Comparison of the goat and sheep TRG loci
We compared the genomic structure of the goat and sheep TRG loci by aligning the whole goat sequences (from the first TRGV gene to the last TRGC gene located at the 3′ end) with their sheep TRG1 (Additional file 18: Figure S8A) and TRG2 (Additional file 19: Figure S8B) counterparts using the PipMaker program and evaluating their alignment, which is expressed as a dot-plot sequence comparison graph.
The resulting goat/sheep TRG1 locus dot-plot matrix shows an almost perfect main diagonal line, with only a few small interruptions, indicating a high level of identity for which each base matches with itself. The largest break is due to a deletion in the sheep TRGV2-TRGV9 region (blue triangle in Additional file 18: Figure S8A). Moreover, parallel lines of similarity were found in correspondence with each of the J-J-C regions (red boxes), which comprise the enhancer-like (En) elements that were found at the 3′ end of each sheep TRGC gene (green rectangles). Reduced lines of similarity with the J-J-C-En regions are also present between the TRGV2 and TRGV9 genes (intermittent red line box in Additional file 18: Figure S8A), likely due to a reminiscence of a complete cassette. Furthermore, the V-cluster of the goat and sheep TRGC5 cassettes show extensive collinearity between them with no evident similarity lines with the TRGV gene sequences of the TRGC3 and TRGC4 cassettes. This is in accordance with the hypothetical evolutionary model for the ovine TRG loci described by Vaccarelli et al. [26] that designates the V genes of the sheep TRGC5 cassette as the result of ancestral duplicative events involving only these V genes. Conversely, dashes of homology (blue boxes in Additional file 18: Figure S8A) highlight the similarity between the TRGV genes belonging to the goat and sheep TRGC3 and TRGC4 cassettes.

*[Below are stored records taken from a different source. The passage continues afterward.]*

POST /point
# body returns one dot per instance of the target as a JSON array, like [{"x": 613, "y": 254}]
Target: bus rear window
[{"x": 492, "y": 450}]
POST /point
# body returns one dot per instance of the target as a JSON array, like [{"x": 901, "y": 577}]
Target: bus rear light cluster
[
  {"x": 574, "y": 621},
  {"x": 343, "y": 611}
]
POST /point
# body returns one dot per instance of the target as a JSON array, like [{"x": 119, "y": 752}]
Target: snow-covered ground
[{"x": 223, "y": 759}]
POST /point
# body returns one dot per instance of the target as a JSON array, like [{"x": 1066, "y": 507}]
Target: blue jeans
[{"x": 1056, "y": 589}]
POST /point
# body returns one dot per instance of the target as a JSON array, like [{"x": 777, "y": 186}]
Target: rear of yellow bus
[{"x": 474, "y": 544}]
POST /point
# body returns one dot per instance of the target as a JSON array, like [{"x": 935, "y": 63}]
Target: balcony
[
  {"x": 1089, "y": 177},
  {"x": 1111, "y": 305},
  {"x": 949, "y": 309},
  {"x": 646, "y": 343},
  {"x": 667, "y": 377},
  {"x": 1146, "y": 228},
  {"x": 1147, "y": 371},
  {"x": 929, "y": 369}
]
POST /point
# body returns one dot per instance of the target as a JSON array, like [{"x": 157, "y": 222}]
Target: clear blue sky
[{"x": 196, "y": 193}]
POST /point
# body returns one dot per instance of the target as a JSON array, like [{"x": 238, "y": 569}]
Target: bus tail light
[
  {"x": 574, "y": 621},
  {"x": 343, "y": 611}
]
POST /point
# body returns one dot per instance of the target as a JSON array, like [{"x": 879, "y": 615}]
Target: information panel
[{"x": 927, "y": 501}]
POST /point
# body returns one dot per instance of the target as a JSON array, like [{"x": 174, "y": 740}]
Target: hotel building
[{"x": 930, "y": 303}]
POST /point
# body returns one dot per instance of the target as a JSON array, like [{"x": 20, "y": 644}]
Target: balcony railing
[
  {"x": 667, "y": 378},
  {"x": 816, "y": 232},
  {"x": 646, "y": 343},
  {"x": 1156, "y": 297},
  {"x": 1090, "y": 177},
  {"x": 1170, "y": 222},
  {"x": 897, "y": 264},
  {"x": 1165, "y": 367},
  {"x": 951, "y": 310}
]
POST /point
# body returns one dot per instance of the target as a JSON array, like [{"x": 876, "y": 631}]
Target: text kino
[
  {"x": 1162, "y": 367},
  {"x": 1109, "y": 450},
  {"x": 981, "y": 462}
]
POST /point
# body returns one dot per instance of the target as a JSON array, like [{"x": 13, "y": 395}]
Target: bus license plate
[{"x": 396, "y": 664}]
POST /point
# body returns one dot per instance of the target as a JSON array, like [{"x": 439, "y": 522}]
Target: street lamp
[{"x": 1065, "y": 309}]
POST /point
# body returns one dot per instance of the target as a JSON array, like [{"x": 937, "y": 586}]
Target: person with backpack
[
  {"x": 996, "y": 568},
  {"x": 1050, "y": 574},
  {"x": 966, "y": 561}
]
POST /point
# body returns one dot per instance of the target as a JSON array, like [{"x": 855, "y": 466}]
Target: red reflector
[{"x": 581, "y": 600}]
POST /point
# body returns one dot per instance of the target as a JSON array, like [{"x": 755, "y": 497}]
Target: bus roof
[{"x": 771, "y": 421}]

Additionally, the comparison of the genomic structure of the goat and sheep TRG2 loci shows an evident similarity confirmed by the length of the uninterrupted lines corresponding to the homologous gene cassettes (Additional file 19: Figure S8B). It is possible to trace along the matrix a continuous main pseudo-diagonal starting from the continuous homology line between the TRGC1 cassette (arrow 1 in Additional file 19: Figure S8B) across the two parallel lines of homology between the goat TRGC2A and TRGC2B and the single sheep TRGC2 cassette (red rectangle in Additional file 19: Figure S8B), to the corresponding homologous line between the TRGC6 cassettes (arrow 3 in Additional file 19: Figure S8B). The only interruptions are due to the missing EX2 in the TRGC2A gene with respect to the sheep TRGC1 and TRGC2 genes and to a deletion in the sheep TRGJ6-TRGC6 region (violet triangles in Additional file 19: Figure S8B).
Finally, the homology of each cassette in the TRG2 locus extends in correspondence of the sheep enhancer sequences (green rectangles in Additional file 19: Figure S8B).